Sermon for Sunday, 19th February 2012 (Sunday before Lent/Last after Epiphany)
“Then Peter said to Jesus, “Rabbi, it is good for us to be here ” Mark 9:5
Is it good for us to be here? What is it that brings us to church on Sundays? What is it that brings anyone to church on Sundays?
Did we lose sight of Jesus and forget what the church was about?
Over the years, churches have committed huge resources to buildings and to organisations. Busyness has been seen as a sign of success and, presumably, faithfulness. A church that could show a Sunday to Saturday programme of activities, morning, afternoon and evening, was a church that was seen as doing well—but doing well for whom?
Churches tried to provide a complete culture in which their people would live. Churches provided a community. They provided education. They provided social and sports activities. They provided welfare and health facilities. People, in turn, played their part by coming along on a Sunday.
This way of doing things worked well for a while, busy churches saw busy pews, but as people became wealthier, they became much more secular. People could find their own sense of community without belonging to a church. They would use church schools where these fitted in with their approach to life, but they would shop around for the best ones. If they wanted sports or social activities they would go to the best available, not to what the church had to offer. When people need welfare and health care, there was now a range of state services. The whole structure to which churches had devoted so much time and resources began to fall apart.
How did we find ourselves out on the margins? We cannot compete with secular attractions, but why did we try to do so in the first place? The only response to a society that no longer needs the church for material things is for the church to do the things it is meant to do; for the church to remember what it was meant to be about. The church’s task is to share the story of Jesus Christ.
Maybe, we drifted from that role because we lost confidence in the story, we no longer believed in the way we had believed in the past. We sought to hold on to our members by doing all sorts of things that weren’t our concern because we thought that people were no longer interested in the story of Jesus.
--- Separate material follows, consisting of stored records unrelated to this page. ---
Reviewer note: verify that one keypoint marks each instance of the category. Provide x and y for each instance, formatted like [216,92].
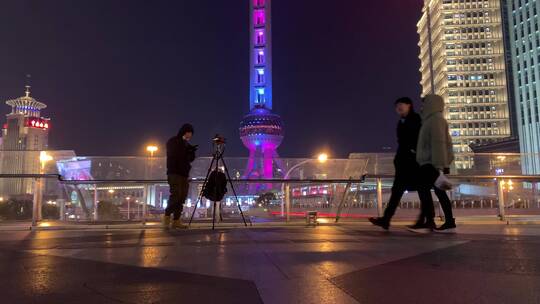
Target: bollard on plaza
[500,187]
[379,197]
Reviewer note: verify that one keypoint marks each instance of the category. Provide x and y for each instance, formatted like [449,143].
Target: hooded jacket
[180,155]
[434,142]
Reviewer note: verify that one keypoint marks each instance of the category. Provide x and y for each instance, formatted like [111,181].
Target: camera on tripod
[219,140]
[214,186]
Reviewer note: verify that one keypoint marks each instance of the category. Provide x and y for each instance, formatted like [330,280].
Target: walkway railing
[49,196]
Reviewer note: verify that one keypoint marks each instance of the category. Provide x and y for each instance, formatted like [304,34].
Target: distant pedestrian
[406,167]
[180,155]
[435,155]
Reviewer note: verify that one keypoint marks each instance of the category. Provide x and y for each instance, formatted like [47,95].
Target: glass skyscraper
[524,35]
[463,58]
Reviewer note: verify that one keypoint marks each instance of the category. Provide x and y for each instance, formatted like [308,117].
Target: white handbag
[443,182]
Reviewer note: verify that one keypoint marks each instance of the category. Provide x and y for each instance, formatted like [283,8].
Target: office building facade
[463,59]
[524,36]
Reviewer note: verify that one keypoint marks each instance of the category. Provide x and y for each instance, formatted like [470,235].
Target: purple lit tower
[261,131]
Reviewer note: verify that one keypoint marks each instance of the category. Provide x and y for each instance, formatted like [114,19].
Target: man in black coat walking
[405,163]
[180,155]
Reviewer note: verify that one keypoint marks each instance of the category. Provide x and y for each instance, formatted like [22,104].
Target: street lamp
[152,149]
[321,158]
[44,157]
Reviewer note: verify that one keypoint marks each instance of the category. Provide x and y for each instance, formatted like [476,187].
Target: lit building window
[260,95]
[259,37]
[259,17]
[260,76]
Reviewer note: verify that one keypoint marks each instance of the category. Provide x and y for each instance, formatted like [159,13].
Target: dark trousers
[178,187]
[398,189]
[428,176]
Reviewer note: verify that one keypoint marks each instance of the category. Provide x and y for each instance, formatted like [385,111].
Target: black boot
[381,222]
[449,226]
[422,228]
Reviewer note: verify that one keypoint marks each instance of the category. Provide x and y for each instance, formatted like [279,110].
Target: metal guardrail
[498,180]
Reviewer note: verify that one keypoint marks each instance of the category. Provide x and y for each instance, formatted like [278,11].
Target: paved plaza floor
[325,264]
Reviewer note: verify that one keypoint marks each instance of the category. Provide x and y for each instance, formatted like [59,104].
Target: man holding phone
[180,155]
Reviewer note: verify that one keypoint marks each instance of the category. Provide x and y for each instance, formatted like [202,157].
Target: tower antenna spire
[27,86]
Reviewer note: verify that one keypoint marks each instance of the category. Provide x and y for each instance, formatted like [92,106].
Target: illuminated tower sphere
[261,131]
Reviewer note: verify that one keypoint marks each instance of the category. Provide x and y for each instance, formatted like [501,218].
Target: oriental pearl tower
[261,130]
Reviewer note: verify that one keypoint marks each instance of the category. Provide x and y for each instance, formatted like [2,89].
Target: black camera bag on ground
[216,186]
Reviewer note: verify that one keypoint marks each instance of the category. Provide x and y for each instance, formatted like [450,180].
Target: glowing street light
[152,149]
[44,157]
[322,158]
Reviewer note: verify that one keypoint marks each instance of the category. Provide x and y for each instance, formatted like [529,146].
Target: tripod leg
[199,199]
[214,216]
[220,212]
[234,193]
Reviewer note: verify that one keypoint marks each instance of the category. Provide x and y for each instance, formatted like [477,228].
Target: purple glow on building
[261,131]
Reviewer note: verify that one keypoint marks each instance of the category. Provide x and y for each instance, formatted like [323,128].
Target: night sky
[117,74]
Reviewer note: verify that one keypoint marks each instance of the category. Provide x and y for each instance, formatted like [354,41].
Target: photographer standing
[180,155]
[404,162]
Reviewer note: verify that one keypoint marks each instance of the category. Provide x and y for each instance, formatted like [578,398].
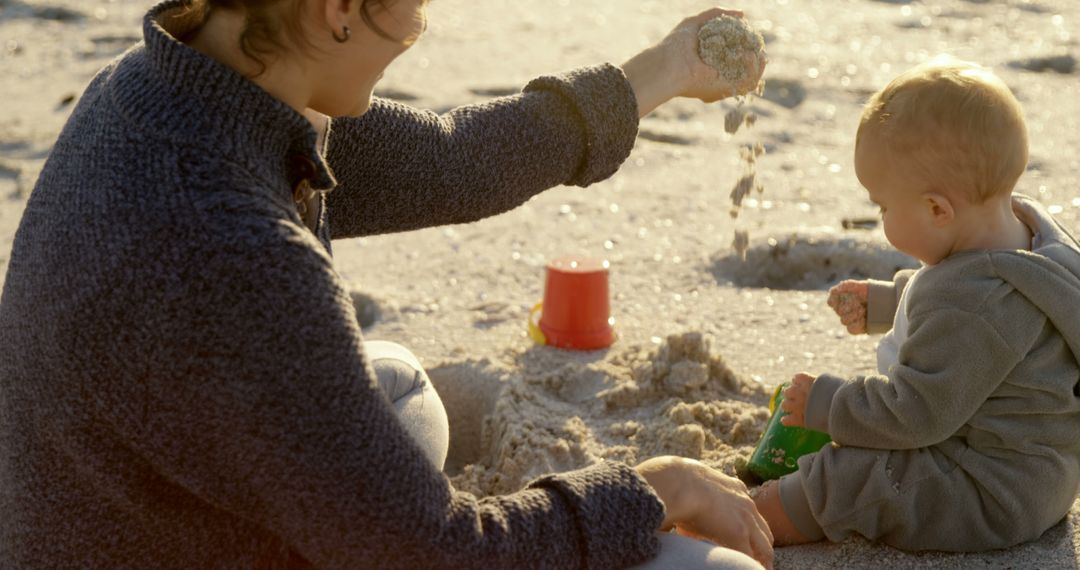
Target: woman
[184,381]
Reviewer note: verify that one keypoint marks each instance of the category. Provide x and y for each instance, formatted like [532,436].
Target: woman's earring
[346,34]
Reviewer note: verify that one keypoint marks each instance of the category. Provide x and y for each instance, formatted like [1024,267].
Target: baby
[969,437]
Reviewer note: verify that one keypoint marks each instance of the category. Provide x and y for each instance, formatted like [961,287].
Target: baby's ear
[940,206]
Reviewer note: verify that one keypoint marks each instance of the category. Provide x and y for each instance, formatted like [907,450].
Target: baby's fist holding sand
[848,299]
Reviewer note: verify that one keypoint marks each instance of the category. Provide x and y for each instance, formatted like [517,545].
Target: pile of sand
[559,412]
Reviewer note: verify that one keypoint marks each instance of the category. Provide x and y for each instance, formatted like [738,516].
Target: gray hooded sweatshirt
[972,440]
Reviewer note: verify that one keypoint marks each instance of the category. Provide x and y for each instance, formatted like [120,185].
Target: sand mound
[567,410]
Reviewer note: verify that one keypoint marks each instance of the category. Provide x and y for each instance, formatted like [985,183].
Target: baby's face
[905,214]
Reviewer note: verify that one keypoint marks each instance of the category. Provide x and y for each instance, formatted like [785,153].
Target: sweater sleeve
[882,299]
[950,363]
[252,392]
[401,168]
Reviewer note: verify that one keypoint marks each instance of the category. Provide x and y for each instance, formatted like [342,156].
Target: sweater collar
[190,96]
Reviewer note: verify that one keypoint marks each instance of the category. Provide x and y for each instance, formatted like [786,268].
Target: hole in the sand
[787,93]
[469,391]
[810,262]
[395,94]
[368,310]
[499,91]
[670,138]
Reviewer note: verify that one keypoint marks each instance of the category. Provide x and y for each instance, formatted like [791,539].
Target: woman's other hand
[848,299]
[673,68]
[704,503]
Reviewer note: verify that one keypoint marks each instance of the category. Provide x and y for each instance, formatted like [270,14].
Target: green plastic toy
[778,451]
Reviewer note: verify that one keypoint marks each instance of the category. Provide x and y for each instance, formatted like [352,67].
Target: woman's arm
[402,168]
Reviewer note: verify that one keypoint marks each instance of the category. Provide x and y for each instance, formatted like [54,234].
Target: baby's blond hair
[953,124]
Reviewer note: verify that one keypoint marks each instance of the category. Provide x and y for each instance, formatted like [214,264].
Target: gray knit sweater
[181,377]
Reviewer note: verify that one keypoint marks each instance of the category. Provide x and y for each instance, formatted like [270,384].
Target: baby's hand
[848,298]
[795,401]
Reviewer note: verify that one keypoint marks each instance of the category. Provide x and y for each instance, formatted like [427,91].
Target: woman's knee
[691,554]
[414,397]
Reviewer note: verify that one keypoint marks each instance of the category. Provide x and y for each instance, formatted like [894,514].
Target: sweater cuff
[820,402]
[793,498]
[880,306]
[617,513]
[607,107]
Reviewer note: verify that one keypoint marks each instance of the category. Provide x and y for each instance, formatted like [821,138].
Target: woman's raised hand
[848,299]
[702,502]
[673,68]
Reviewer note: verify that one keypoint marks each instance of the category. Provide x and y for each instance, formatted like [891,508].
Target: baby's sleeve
[882,299]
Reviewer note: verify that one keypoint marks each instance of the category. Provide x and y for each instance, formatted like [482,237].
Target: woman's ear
[940,207]
[336,13]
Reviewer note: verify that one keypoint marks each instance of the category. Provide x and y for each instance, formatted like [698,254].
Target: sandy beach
[704,335]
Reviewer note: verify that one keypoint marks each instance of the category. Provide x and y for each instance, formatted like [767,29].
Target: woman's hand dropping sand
[704,503]
[848,299]
[673,68]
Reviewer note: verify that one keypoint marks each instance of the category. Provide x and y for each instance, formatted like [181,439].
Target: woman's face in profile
[355,66]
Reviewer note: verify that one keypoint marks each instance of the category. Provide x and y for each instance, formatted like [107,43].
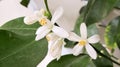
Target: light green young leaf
[18,47]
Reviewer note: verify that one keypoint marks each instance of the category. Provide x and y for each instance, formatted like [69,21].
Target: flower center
[48,38]
[43,21]
[82,42]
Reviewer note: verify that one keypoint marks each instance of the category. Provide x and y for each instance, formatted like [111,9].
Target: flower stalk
[46,5]
[103,55]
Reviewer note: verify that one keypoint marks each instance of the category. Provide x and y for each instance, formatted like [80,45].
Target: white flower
[84,42]
[55,44]
[47,26]
[55,49]
[35,17]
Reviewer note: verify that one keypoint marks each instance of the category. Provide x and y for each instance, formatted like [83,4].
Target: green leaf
[117,4]
[96,10]
[83,60]
[17,45]
[73,61]
[102,61]
[25,2]
[112,33]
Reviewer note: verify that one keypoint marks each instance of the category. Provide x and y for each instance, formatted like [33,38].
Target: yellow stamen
[48,38]
[43,21]
[82,42]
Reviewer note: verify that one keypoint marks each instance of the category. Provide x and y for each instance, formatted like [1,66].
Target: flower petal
[52,36]
[94,39]
[73,37]
[77,50]
[39,13]
[42,34]
[48,58]
[30,19]
[83,30]
[56,49]
[92,53]
[58,13]
[60,32]
[42,29]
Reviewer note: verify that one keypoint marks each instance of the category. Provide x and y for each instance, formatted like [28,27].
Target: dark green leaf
[73,61]
[18,47]
[25,2]
[112,33]
[117,4]
[96,10]
[102,61]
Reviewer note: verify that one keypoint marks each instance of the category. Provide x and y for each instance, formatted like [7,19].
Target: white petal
[73,37]
[42,28]
[39,13]
[58,13]
[94,39]
[56,49]
[77,50]
[83,30]
[60,32]
[30,19]
[92,53]
[52,36]
[66,51]
[42,34]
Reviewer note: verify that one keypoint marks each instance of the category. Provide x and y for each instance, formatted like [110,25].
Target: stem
[46,5]
[50,15]
[103,55]
[114,57]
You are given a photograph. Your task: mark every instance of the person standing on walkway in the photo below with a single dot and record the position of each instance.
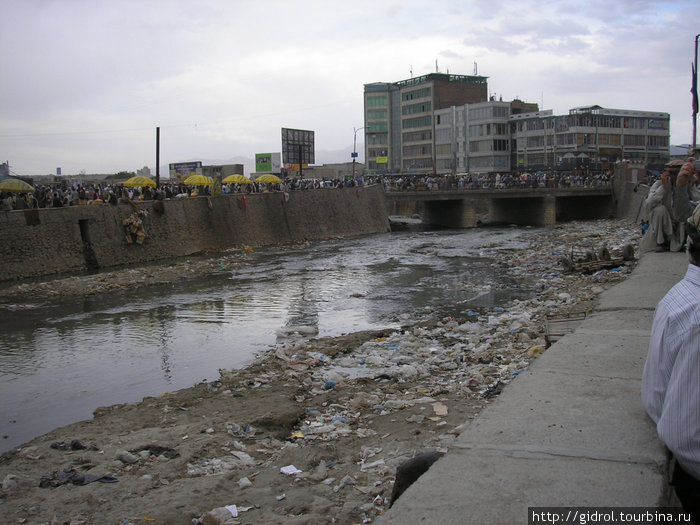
(671, 378)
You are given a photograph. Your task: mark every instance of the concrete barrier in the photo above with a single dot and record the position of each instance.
(78, 238)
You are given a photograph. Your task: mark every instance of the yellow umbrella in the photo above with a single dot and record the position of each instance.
(268, 178)
(237, 179)
(140, 182)
(15, 185)
(199, 180)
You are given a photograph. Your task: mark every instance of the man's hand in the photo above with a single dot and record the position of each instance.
(687, 173)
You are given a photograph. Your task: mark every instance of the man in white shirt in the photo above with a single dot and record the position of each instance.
(671, 379)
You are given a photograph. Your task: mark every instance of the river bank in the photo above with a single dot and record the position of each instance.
(343, 411)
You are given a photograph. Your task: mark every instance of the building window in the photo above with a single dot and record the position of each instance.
(418, 122)
(412, 109)
(378, 126)
(418, 136)
(658, 142)
(377, 139)
(376, 114)
(377, 101)
(415, 94)
(443, 135)
(419, 150)
(443, 149)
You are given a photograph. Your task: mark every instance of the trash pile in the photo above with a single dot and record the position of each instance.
(314, 431)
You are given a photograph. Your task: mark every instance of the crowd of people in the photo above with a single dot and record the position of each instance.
(66, 194)
(670, 202)
(468, 181)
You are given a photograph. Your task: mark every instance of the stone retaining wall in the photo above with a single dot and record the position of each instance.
(79, 238)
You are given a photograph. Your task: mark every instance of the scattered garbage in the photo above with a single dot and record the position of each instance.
(290, 470)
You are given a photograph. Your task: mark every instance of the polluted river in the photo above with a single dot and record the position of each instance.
(287, 383)
(58, 362)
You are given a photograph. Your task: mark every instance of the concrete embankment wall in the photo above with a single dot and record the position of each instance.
(72, 239)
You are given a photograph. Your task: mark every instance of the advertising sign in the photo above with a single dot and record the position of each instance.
(297, 146)
(268, 163)
(181, 170)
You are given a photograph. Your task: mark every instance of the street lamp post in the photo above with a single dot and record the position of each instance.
(354, 150)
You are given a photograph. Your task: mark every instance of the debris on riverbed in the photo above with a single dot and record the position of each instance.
(314, 430)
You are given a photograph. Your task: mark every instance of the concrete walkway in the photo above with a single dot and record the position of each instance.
(571, 431)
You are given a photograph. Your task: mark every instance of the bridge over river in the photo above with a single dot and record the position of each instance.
(522, 206)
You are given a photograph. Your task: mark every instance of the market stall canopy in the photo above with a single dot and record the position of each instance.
(15, 185)
(199, 180)
(140, 182)
(237, 179)
(268, 178)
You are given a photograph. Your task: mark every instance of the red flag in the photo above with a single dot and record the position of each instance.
(694, 89)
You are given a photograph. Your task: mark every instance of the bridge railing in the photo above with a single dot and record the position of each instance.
(493, 182)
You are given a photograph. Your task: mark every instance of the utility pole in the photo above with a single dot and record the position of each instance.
(354, 150)
(158, 156)
(695, 94)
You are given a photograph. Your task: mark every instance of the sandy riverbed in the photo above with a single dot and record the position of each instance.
(345, 411)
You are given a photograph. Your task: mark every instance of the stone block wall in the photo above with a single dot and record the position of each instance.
(78, 238)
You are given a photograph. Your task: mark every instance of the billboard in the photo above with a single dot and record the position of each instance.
(268, 163)
(181, 170)
(297, 146)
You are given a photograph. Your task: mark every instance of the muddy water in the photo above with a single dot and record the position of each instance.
(58, 363)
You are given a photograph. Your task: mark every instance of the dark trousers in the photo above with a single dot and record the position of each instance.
(688, 491)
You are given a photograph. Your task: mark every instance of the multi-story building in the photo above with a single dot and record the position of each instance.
(399, 118)
(589, 137)
(476, 137)
(442, 123)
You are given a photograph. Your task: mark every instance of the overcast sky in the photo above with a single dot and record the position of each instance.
(86, 82)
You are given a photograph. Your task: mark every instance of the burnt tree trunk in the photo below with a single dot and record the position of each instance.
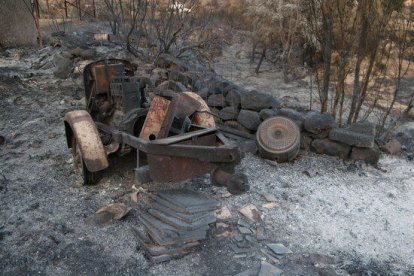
(262, 56)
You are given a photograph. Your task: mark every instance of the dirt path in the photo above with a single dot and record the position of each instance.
(344, 219)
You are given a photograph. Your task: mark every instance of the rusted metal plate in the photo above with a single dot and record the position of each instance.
(164, 168)
(165, 234)
(157, 114)
(84, 130)
(156, 250)
(170, 169)
(187, 105)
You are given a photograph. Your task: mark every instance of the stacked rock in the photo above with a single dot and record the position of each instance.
(175, 223)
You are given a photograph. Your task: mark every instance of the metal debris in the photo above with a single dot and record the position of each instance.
(278, 138)
(175, 139)
(175, 223)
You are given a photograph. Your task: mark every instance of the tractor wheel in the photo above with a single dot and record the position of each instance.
(278, 138)
(89, 178)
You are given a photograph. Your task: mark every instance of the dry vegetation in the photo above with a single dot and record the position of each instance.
(358, 52)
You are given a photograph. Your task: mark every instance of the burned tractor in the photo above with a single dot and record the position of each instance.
(174, 138)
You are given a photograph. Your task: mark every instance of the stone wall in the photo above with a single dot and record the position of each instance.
(244, 110)
(17, 27)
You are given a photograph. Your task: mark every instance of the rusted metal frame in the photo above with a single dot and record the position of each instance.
(213, 154)
(236, 132)
(183, 137)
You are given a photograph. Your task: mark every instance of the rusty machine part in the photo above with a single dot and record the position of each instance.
(89, 155)
(278, 138)
(175, 139)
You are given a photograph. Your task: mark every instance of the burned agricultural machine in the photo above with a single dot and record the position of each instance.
(174, 138)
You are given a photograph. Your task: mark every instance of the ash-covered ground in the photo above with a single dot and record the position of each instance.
(337, 218)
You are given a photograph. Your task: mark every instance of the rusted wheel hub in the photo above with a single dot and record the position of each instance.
(278, 138)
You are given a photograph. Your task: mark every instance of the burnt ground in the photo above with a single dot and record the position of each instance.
(338, 218)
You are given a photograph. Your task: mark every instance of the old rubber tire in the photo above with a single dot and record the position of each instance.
(89, 178)
(278, 138)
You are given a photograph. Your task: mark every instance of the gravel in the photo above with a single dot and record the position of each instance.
(360, 216)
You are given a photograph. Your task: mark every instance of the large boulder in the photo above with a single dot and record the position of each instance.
(368, 155)
(319, 123)
(360, 134)
(172, 85)
(326, 146)
(249, 119)
(229, 113)
(233, 97)
(292, 114)
(216, 100)
(256, 101)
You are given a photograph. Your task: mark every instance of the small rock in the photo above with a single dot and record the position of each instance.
(251, 212)
(244, 230)
(171, 85)
(203, 93)
(249, 238)
(229, 113)
(270, 205)
(249, 119)
(368, 155)
(223, 214)
(269, 197)
(392, 147)
(233, 98)
(178, 76)
(260, 233)
(321, 260)
(216, 100)
(240, 250)
(318, 123)
(248, 272)
(361, 135)
(311, 172)
(243, 223)
(267, 269)
(238, 238)
(279, 248)
(248, 146)
(326, 146)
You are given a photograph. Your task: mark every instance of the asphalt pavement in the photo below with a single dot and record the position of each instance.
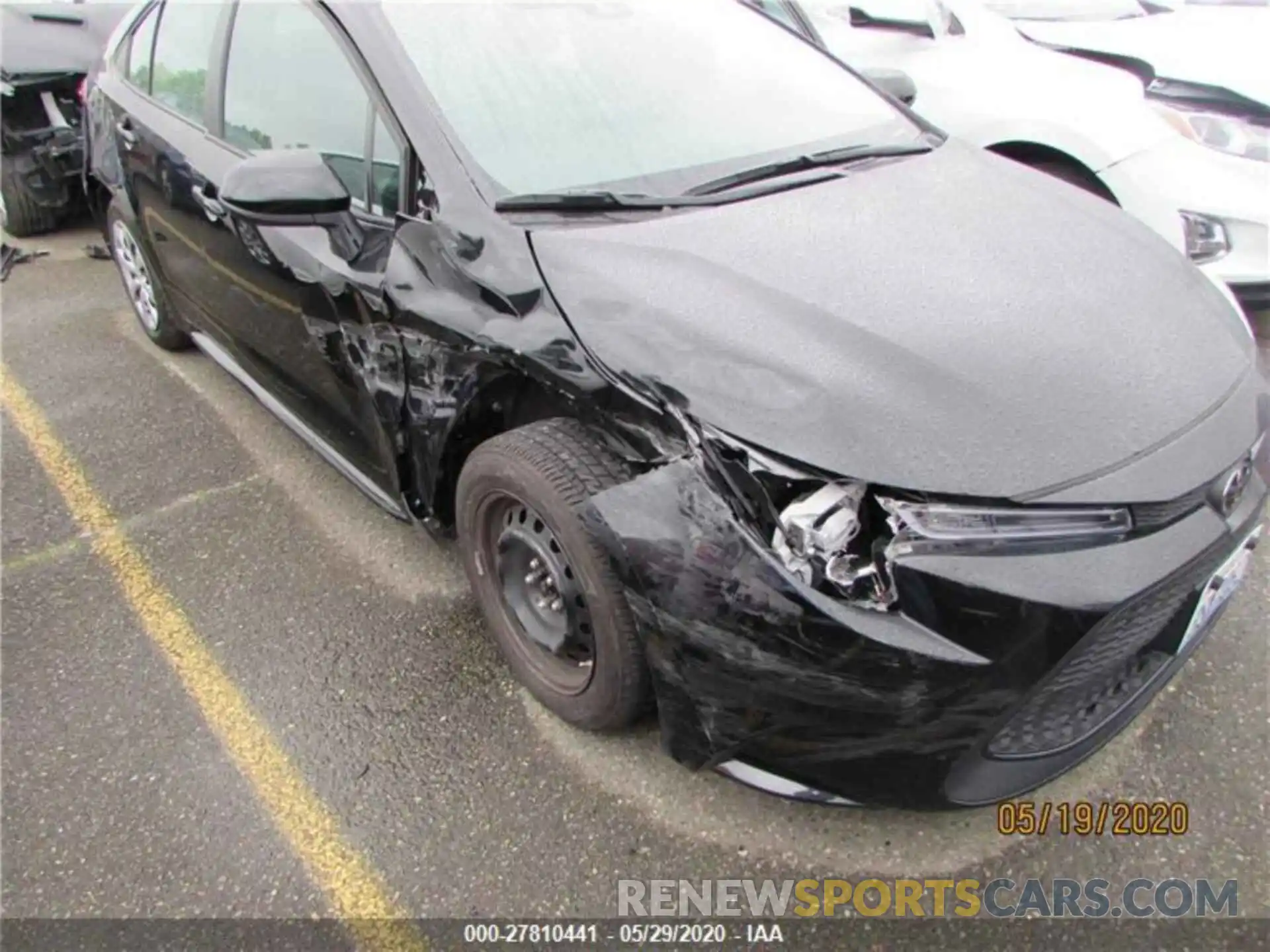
(357, 649)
Our efforts to hold on were in vain because as soon as people found a better option than what we were offering, they disappeared.
The problem lay not in the story of Jesus, but in our way of telling the story. We have presented people with a dry and formal religion instead of a sense of the holy, a sense of mystery, a sense of wonder, and even a sense of fear, in the face of the most high God.
The story of the transfiguration, the Gospel reading this morning presents us with holiness, with mystery, with mystery, and with terror—this is a meeting with God in unmistakable terms and Peter and James and John are profoundly affected. Peter wants to hold on to this moment, as if God could be contained in something that could be built.
The task of the Church today is not to try to compete with the material world, but to confront the world in which we live with this story of this Jesus. It is to confront the world with awe and wonder and amazement and fear.
When people come to church it should not to be a weekly gathering of a community or association, it should be to encounter this God, this God who was present with Jesus, Moses and Elijah. If we do not meet with this God, if we do not meet with holiness and wonder, then the church is failing.
The times we live in are not new times. The Church has been here before. At the beginning of the 18th century the Church was dry and formal and dying and there emerged the Methodist movement with its emphasis on personal faith and lively worship. At the beginning of the 19th century the Church had again sunk into a trough and there emerged the Oxford Movement with its concern for holiness and beauty in worship and a sense of the greatness of God.
We don’t need new movements, what we do need is to recover what has always been there, the story of Jesus in all its fullness. The story of God breaking into our world and walking among us and being with us now. All we have to offer the world is this story. If we have not the confidence to tell it, then we have nothing, and we are poor indeed. All the parish buildings and all the organisations we might create cannot match with a single moment of meeting with God. Imagine the wonder of that moment on the mountainside, what is there that anyone might create that could compare with such an experience, even if that experience is no more than a few seconds?
“Rabbi, it is good for us to be here,” says Peter. To be filled with a sense of that presence is to be filled with the courage to go out to face the world, to face a hostile world, with the story of Jesus.
We need to meet with the God whom they met, in order to go out and meet with our world. When we meet with that God, like them, our lives will be changed.
Much truth in this message for the church today – I hope to convey that truth to my congregation Sunday. please keep these wonderful sermons coming and thank you
Your sermon on transfiguration is very meaningful. Definitely we need to pay more attention to the story of Jesus. The experience of Jesus changes leads us to go beyond the world. We are nothing without Jesus.
This is a wonderful reflection. Keep it up Father.